Why the fuck do I care?
I used to sleep like a baby after nights like this. No guilt, no second thoughts. Just job done, message sent, next move.
She’s a walking disaster. And somehow, I want more. I should be worried about the headlines, the retaliation, the war I just started—but all I can think about is her watching the news and deciding I’m the kind of man she can’t love.
Fucking hell, Maksym. Get a grip.
I stood up and tried to push the thoughts away. But they didn’t go quietly.
Sure, I killed him because he touched her. Because he assaulted her. Because he pinned her down, tore her dress, hurt her—and fuck, just thinking about it made me want to break him all over again.
But that wasn’t the only reason.
It was time.
Felix was Moscow’s golden boy—their clean-shaven little ambassador in a custom-tailored suit.
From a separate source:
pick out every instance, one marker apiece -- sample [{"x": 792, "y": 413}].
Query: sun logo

Killing him was always going to draw attention.
That was the point. I needed ripples. I needed disruption.
I needed Pakhan to stop seeing me as just another tool in his arsenal and start seeing me as someone worthy of trust.
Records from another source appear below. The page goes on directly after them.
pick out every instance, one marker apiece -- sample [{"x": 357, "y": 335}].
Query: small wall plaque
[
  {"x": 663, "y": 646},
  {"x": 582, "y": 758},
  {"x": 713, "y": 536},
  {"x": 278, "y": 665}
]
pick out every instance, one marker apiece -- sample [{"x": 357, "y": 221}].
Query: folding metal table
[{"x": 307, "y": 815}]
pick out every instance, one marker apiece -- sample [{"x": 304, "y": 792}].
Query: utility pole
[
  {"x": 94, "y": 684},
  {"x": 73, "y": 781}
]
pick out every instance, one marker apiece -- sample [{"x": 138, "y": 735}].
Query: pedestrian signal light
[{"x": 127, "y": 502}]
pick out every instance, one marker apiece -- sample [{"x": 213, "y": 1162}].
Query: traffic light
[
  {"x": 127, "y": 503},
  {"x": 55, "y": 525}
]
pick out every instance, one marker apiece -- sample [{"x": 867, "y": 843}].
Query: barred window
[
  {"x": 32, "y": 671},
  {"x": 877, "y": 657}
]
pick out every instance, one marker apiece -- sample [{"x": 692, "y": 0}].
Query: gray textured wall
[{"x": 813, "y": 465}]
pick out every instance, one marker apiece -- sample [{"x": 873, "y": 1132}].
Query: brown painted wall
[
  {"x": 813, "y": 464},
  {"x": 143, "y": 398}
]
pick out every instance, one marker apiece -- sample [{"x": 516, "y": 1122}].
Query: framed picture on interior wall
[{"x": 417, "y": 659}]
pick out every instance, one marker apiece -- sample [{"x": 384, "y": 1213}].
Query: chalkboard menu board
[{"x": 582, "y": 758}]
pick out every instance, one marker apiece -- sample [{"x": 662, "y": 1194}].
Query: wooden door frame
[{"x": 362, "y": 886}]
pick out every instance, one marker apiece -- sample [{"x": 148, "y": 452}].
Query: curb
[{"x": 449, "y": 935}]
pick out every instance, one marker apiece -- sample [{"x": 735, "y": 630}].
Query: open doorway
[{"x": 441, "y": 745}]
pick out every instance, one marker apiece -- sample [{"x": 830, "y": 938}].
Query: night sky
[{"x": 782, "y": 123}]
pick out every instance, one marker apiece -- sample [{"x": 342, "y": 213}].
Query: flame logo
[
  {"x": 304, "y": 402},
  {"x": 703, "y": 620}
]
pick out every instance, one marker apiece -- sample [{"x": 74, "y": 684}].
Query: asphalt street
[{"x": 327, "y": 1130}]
I needed to get close. Close enough to get access. Close enough to open doors.
Because somewhere in the shadows of Pakhan’s empire—buried deep inside the filth of his trafficking network—is the truth about Mila.
And I’m going to find it.
To get there, I need chaos.
I need war.
My phone buzzed next to the ashtray. Sashko.
Holy crap. There are serial killers with more restraint.
Not gonna lie... I threw up a little in my mouth.
I huffed out a laugh and ran a hand across my jaw, rough with stubble.
There’s a reason they call me the Reaper.
Let the bloodbath begin.
I leaned back in the chair, watching the news anchor drone on about the investigation while sipping vodka like it was morning coffee.
I didn’t need to move.
Not yet.
The moment Pakhan sees the headlines—his future son-in-law butchered and dumped like a warning—he’ll call me.